This topic modeling was carried out on reviews extracted from the Yelp database. The Yelp database contains 6 990 279 reviews, of which 156 067 are restaurant reviews. The restaurant reviews contain 32 593 negative reviews, or 1 to 2 star reviews.
We will be carrying out the topic modeling on a sample of 5000 restaurant reviews from the 32 593 negative reviews filtered out from the original Yelp database.
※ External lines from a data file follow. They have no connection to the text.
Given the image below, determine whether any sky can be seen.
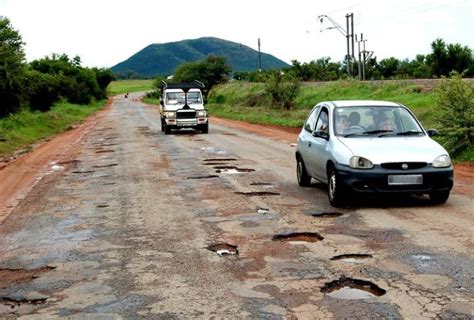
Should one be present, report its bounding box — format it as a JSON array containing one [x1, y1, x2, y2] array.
[[0, 0, 474, 67]]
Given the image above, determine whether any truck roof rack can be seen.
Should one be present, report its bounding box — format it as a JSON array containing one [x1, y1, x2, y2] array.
[[161, 80, 205, 92]]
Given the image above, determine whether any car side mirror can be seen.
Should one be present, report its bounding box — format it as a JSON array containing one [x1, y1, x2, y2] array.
[[313, 130, 329, 140], [427, 129, 439, 137]]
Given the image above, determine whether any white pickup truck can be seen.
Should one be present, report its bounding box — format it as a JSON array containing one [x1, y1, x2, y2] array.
[[160, 80, 209, 134]]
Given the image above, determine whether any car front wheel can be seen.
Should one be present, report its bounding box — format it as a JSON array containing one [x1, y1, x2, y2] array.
[[430, 191, 449, 204], [328, 168, 344, 207], [296, 157, 311, 187]]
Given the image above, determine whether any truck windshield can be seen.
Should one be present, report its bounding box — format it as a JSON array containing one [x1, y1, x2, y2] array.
[[188, 92, 202, 104]]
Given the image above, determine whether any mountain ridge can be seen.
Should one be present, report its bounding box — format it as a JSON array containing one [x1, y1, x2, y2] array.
[[111, 37, 289, 77]]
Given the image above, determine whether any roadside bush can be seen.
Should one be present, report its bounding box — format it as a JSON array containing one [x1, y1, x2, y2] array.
[[433, 73, 474, 156], [265, 72, 301, 110], [26, 70, 60, 111]]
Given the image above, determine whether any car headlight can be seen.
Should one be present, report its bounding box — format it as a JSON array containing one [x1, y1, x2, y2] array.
[[165, 111, 176, 119], [433, 154, 451, 168], [349, 156, 374, 169]]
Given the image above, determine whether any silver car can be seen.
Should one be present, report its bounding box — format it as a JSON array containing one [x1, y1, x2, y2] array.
[[296, 100, 453, 206]]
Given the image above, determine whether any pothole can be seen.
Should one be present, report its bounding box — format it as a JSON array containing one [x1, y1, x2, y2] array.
[[321, 277, 386, 300], [203, 158, 237, 162], [311, 212, 344, 218], [272, 232, 324, 242], [206, 242, 239, 257], [186, 174, 219, 180], [235, 191, 280, 197], [71, 170, 95, 174], [257, 207, 270, 214], [92, 163, 118, 168], [331, 253, 372, 263], [0, 266, 56, 288], [214, 166, 255, 174], [95, 149, 115, 153]]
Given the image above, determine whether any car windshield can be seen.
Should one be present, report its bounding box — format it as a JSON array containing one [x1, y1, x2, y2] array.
[[333, 106, 424, 137], [166, 92, 202, 105]]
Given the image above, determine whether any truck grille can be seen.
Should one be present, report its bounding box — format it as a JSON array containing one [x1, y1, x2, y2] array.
[[176, 110, 196, 119]]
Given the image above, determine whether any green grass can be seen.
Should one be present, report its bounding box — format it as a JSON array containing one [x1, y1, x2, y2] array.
[[107, 80, 154, 96], [0, 100, 105, 156], [207, 81, 436, 127]]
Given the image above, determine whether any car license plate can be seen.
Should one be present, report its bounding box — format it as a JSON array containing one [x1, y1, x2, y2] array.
[[388, 174, 423, 186]]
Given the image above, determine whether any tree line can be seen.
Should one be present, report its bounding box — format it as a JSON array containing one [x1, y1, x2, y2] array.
[[0, 17, 115, 117], [234, 39, 474, 82]]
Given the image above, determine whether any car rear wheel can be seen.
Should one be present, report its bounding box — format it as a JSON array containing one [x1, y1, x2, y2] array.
[[296, 157, 311, 187], [430, 191, 449, 204], [328, 167, 344, 207]]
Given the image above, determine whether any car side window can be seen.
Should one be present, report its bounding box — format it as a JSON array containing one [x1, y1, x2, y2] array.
[[316, 108, 329, 133], [304, 108, 319, 133]]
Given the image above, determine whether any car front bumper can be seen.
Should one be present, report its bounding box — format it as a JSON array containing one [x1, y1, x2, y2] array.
[[336, 165, 453, 194]]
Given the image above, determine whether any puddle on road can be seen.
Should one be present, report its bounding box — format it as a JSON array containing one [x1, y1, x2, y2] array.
[[72, 170, 95, 173], [206, 242, 239, 257], [331, 253, 372, 263], [92, 163, 118, 168], [95, 149, 115, 153], [311, 212, 344, 218], [272, 232, 324, 242], [234, 191, 280, 197], [321, 277, 386, 300], [214, 166, 255, 174], [203, 158, 237, 162], [186, 174, 219, 180], [257, 207, 270, 214]]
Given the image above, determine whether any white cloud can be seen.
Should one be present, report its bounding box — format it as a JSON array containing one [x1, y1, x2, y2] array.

In order to be able to analyze reviews for topics, or in other words perform a topic modeling, we will need to preprocess the text in the reviews. The technique chosen for this project is the following:
| text | clean_text | |
|---|---|---|
| 0 | We went here for brunch on a Sunday with a lar... | [brunch, sunday, party, celebrate, family, tim... |
| 1 | Slackssss once you get trapped in line you wil... | [line, mile] |
| 2 | Must have been seated by the managers nephew. ... | [manager, personality, dish, hole, want, stran... |
| 3 | Sub-par. Go to Zaik instead. | [zaik] |
| 4 | A co-worker told me about this new opening spo... | [worker, spot, milk, check, california, hype, ... |
| ... | ... | ... |
| 4995 | Very disappointing. Customer service was poor.... | [customer, service, attention, waiter, bill, k... |
| 4996 | I used to go her ln highschool with my girlfri... | [highschool, taco, taco, chicken, taco, burrit... |
| 4997 | WARNING!!! DO NOT ORDER FROM THIS PLACE!!!! I... | [order, place, hotel, room, yelp, star, review... |
| 4998 | If you like eggs in a carton this place is for... | [carton, place, toast, side, mystery, hubby, o... |
| 4999 | The 2 is for the food. Service is 1 at best. ... | [service, order, water, order, chip, salsa, ch... |
5000 rows × 2 columns
The most frequent words are mostly stop words, these words are not at all helpful to us and show us the necessity of performing a text preprocessing before modeling the topics.
Number of tokens: 699680, Number of unique tokens: 20668 ['We', 'went', 'here', 'for', 'brunch', 'on', 'a', 'Sunday', 'with', 'a', 'larger', 'party', 'to', 'celebrate', 'a', 'few', 'birthdays', 'in', 'my', 'family', ',', 'but', 'there', 'was', 'no', 'one', 'else', 'in', 'the', 'restaurant']
There is a clear improvement in our corpus since we now only have restaurant-related words which can be used by our model to detect the topics.
Number of tokens: 98521, Number of unique tokens: 6939 ['brunch' 'sunday' 'party' 'celebrate' 'family' 'time' 'reservation' 'time' 'cake' 'dollar' 'person' 'cake' 'half' 'party' 'side' 'everyone' 'plate' 'dish' 'salsa' 'mine' 'meal' 'waitress' 'chef' 'time' 'meal' 'waitress' 'someone' 'meal' 'everyone' 'meal']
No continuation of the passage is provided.